The procedure terminates after at most \(\lceil \log ((A_0-B_0)/(p\cdot \epsilon ))\rceil \) iterations and returns an \(3\epsilon \)-approximation of \( CE ^{\sup }_{s_{ init }}\) in time exponential in the size of \(\mathcal {M}\) and polynomial in \(\log (1/\epsilon )\).

The proof can be found in Appendix C.2 of [17]. This finishes the proof of Theorem 18.

6 Conclusion

Compared to the setting of non-negative weights, the optimization of partial and conditional expectations faces substantial new difficulties in the setting of integer weights.
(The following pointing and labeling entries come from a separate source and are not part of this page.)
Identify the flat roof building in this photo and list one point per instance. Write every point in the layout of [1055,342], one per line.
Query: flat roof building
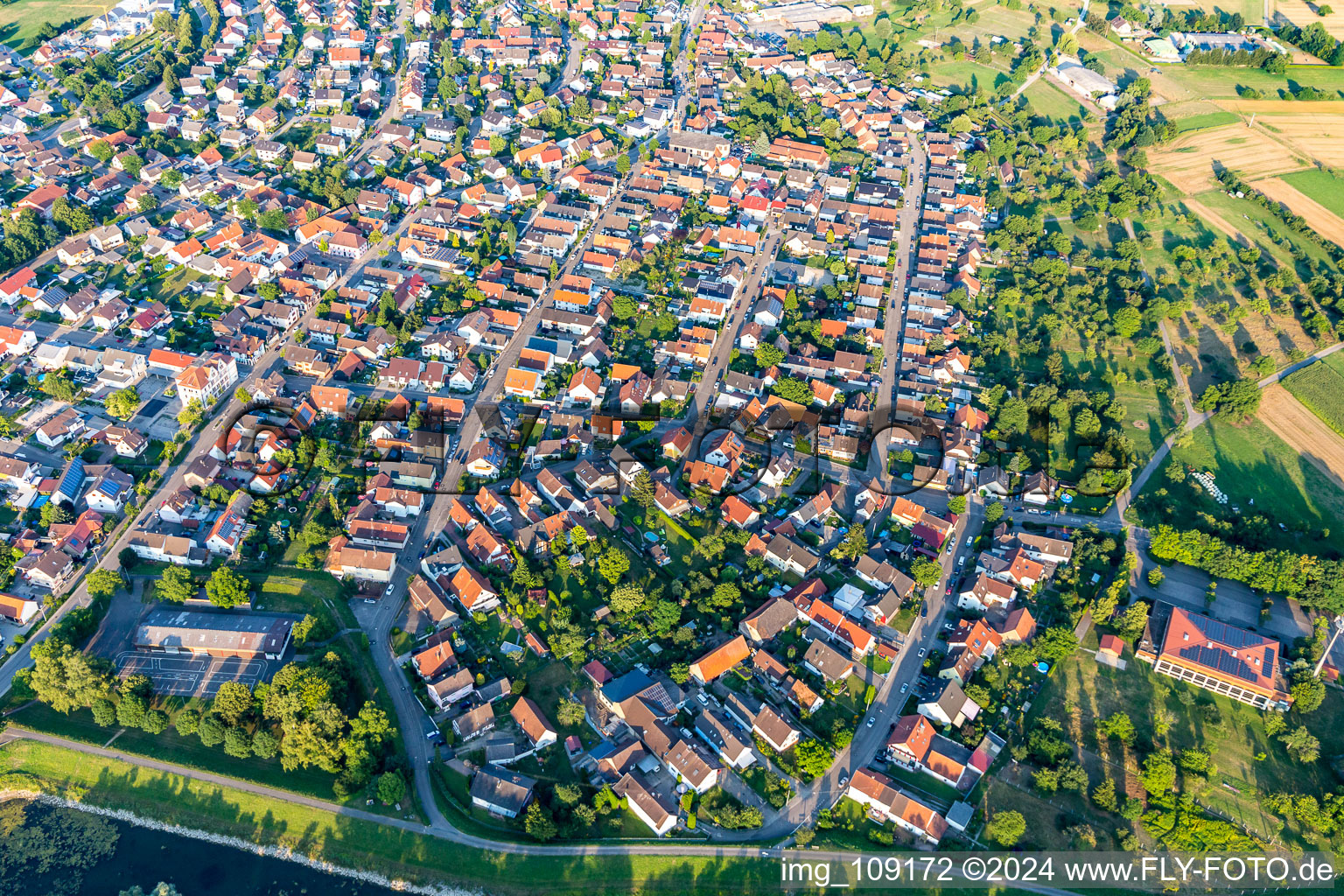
[217,634]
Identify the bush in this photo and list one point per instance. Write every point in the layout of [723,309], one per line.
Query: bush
[187,722]
[265,745]
[238,743]
[155,722]
[211,731]
[104,712]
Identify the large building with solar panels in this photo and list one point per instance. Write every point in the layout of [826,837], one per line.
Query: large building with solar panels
[217,634]
[1214,655]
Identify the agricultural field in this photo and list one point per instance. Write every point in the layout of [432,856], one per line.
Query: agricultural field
[1051,101]
[1201,120]
[1256,225]
[1199,339]
[1321,186]
[1303,14]
[1178,83]
[1321,220]
[1320,388]
[1188,161]
[967,75]
[22,19]
[1306,430]
[1251,464]
[1249,763]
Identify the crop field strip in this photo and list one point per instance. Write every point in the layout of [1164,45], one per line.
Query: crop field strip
[1321,220]
[1320,389]
[1306,431]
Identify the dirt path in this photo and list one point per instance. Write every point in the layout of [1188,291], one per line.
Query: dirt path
[1214,220]
[1321,220]
[1321,446]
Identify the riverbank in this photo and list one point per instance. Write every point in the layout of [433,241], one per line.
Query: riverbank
[346,841]
[152,850]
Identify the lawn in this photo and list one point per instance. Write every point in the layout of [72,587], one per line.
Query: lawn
[1051,102]
[185,751]
[1080,692]
[1320,388]
[1260,225]
[1218,82]
[1206,120]
[22,19]
[965,75]
[396,850]
[292,590]
[173,285]
[1320,186]
[1250,462]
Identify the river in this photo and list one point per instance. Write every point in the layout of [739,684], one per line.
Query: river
[144,856]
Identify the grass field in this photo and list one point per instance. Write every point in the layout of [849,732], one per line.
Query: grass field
[355,843]
[1261,226]
[1320,186]
[1190,160]
[22,19]
[967,75]
[185,751]
[1321,389]
[1316,215]
[1249,462]
[1053,102]
[1081,690]
[1206,120]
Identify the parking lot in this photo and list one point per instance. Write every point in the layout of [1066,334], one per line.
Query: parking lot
[188,676]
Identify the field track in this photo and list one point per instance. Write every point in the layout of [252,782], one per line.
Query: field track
[1188,160]
[1321,220]
[1304,431]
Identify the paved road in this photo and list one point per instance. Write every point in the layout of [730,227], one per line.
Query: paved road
[445,830]
[702,401]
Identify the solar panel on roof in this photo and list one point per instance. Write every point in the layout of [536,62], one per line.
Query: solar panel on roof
[1222,633]
[1221,660]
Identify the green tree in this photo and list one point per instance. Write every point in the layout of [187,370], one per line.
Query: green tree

The optimal values can be irrational showing that the linear programming approaches from the setting of non-negative weights cannot be applied for the computation of optimal values. We showed that this approach can nevertheless be adapted for approximation algorithms. Further, we were able to show that there are optimal weight-based deterministic schedulers. These schedulers, however, can require infinite memory and it remains open whether we can further restrict the class of schedulers necessary for the optimization. In examples, we have seen that optimal schedulers can switch periodically between actions they choose for increasing values of accumulated weight. Further insights on the behavior of optimal schedulers would be helpful to address threshold problems (“Is \( PE ^{\sup }_{s_{ init }} \ge \theta \)?”).